Germans struggle in battle for IMF post
European disarray over who should become the head of the International Monetary Fund (IMF) grew yesterday as Germany struggled to rally support behind a new German candidate after the withdrawal of Berlin's first choice for the post.
Mr Gerhard Schroder, German Chancellor, put forward Mr Horst Kohler, president of the London-based European Bank for Reconstruction and Development, after Mr Caio Koch-Weser, a top finance ministry official, backed down following his rejection by the US and failure to win majority support within the IMF.
The finance ministry insisted Mr Kohler stood a "good chance" of being adopted as the European Union's candidate to succeed Frenchman Mr Michel Camdessus, who stepped down as IMF managing director last month.
But Mr Lamberto Dini, Italy's foreign minister, indicated Berlin was proposing the wrong people for the job. "You cannot think about managing an institution like this if you don't have a broad consensus behind you," he said.
Mr Dini said the IMF job needed to be filled by "a treasury minister, an ex-treasury minister or a former prime minister" and could not be filled by a "technician or a high functionary".
There has been strong speculation in recent days that Italy could propose Treasury Minister Mr Giuliano Amato, a figure viewed favourably in Washington for the post.

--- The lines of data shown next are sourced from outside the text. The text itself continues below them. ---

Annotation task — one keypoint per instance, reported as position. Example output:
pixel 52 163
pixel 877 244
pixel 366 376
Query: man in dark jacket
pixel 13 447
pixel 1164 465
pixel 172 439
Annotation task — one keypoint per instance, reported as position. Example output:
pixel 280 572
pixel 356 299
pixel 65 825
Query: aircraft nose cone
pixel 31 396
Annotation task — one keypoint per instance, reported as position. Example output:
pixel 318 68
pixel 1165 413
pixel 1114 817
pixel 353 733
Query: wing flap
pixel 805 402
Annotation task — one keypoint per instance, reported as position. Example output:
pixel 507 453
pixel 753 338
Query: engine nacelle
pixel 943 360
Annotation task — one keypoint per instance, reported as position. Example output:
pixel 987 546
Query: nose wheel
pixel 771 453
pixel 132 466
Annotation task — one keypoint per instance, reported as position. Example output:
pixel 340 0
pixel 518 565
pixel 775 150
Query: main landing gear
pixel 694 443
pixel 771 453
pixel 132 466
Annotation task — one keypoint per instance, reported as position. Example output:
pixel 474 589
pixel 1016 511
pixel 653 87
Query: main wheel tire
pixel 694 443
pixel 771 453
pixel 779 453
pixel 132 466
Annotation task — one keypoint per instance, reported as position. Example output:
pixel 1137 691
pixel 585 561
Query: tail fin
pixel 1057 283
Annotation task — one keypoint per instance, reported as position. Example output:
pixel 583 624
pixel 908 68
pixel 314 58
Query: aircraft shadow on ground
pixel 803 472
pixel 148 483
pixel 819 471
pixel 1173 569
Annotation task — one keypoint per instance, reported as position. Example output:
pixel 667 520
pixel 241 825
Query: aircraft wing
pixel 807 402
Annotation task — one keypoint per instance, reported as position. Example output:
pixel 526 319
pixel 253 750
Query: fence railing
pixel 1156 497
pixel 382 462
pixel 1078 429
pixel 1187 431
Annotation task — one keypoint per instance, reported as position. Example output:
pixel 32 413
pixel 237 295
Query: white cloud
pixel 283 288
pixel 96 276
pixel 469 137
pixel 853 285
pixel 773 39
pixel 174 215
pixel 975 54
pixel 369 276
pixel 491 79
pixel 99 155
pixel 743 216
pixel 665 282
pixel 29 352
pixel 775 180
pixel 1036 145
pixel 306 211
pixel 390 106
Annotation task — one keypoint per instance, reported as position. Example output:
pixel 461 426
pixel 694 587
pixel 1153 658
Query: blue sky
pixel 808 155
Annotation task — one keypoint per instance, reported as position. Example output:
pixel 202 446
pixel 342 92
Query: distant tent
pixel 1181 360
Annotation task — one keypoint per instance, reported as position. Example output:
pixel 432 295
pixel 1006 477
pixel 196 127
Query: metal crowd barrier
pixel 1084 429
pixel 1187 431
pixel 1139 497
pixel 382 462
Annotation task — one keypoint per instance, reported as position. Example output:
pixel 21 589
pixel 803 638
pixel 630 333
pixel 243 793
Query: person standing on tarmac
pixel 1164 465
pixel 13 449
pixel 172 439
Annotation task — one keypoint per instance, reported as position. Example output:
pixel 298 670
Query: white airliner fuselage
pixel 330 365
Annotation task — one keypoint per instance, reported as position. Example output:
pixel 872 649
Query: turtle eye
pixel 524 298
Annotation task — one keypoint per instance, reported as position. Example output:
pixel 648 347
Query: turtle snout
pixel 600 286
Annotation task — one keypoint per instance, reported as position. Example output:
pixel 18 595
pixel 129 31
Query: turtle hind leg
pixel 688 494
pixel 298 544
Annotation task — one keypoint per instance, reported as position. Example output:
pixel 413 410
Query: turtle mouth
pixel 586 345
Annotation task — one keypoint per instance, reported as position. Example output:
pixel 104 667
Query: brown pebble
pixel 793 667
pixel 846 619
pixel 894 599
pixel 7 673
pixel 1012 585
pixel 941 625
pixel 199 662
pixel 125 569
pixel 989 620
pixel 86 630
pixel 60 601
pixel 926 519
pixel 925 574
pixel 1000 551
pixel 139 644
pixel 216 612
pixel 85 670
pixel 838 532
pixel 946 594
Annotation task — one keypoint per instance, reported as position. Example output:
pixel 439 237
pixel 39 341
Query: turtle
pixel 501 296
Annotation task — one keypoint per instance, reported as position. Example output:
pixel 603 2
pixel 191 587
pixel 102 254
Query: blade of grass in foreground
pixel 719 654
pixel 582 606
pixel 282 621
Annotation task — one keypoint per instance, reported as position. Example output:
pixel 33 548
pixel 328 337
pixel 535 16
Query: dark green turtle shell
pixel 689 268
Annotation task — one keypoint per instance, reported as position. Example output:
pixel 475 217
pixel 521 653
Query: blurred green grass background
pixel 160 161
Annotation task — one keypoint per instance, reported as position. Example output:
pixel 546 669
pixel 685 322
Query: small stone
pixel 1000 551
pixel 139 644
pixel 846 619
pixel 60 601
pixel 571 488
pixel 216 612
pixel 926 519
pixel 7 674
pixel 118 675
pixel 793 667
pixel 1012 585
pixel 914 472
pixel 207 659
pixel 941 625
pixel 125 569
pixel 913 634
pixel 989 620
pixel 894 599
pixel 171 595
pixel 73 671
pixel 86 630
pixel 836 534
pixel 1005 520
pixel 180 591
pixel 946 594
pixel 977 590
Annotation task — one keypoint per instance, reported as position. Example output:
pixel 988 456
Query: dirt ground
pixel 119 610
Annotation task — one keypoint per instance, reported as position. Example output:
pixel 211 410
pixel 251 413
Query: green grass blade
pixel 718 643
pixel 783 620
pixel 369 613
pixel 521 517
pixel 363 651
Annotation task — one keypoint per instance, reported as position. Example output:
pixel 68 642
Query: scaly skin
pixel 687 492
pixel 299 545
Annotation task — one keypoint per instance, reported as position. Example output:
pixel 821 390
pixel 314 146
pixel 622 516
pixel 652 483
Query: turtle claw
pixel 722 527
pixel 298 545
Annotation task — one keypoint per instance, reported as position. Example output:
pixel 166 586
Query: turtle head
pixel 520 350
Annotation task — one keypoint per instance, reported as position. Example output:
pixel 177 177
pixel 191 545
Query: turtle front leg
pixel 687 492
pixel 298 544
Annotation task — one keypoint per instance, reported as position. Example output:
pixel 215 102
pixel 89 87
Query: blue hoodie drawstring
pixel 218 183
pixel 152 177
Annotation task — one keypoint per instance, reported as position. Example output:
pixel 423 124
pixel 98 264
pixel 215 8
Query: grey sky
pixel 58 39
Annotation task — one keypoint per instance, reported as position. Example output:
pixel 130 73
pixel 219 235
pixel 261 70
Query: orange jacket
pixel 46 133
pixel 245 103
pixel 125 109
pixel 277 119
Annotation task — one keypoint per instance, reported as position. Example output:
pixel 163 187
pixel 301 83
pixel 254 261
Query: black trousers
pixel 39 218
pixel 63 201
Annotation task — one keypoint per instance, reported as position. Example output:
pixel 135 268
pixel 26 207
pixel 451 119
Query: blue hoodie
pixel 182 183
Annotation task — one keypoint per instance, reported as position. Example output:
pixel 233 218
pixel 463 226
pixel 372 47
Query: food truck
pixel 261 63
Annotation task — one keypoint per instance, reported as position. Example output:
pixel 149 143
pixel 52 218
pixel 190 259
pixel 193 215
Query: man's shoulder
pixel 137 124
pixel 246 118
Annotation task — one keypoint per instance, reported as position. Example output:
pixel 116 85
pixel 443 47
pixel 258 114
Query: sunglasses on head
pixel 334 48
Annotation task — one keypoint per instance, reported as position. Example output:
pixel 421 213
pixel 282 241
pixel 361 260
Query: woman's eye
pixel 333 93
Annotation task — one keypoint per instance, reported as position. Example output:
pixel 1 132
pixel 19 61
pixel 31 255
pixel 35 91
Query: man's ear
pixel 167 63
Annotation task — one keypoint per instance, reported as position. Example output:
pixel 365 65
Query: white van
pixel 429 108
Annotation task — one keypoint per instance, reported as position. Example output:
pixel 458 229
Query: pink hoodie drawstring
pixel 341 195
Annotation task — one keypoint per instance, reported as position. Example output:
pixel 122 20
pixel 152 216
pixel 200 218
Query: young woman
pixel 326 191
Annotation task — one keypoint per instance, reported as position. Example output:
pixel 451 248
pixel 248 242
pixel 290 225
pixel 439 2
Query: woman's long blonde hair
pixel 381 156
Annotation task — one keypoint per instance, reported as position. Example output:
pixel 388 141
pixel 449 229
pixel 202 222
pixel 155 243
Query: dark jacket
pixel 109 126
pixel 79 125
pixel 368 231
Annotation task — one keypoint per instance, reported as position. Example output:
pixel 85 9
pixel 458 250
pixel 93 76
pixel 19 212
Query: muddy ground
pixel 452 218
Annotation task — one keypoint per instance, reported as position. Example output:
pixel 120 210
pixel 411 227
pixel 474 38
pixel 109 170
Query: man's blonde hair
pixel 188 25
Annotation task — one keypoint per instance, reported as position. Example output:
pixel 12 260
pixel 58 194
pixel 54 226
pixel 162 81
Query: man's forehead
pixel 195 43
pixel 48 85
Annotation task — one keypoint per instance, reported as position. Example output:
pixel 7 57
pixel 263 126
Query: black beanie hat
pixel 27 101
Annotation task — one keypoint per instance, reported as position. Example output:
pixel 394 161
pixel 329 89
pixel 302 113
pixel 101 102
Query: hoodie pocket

France, Germany's principal ally in the euro zone, avoided any formal endorsement of Mr Kohler. "We want this job to continue in European hands but it cannot be seen as a European sinecure by other members of the IMF," a senior French official said. "This means we must find someone who has all the right qualities to convince other IMF members the job will continue to be well done."
However, Germany's EU allies were acutely aware of the need to help Mr Schroder avoid further embarrassment over the IMF affair.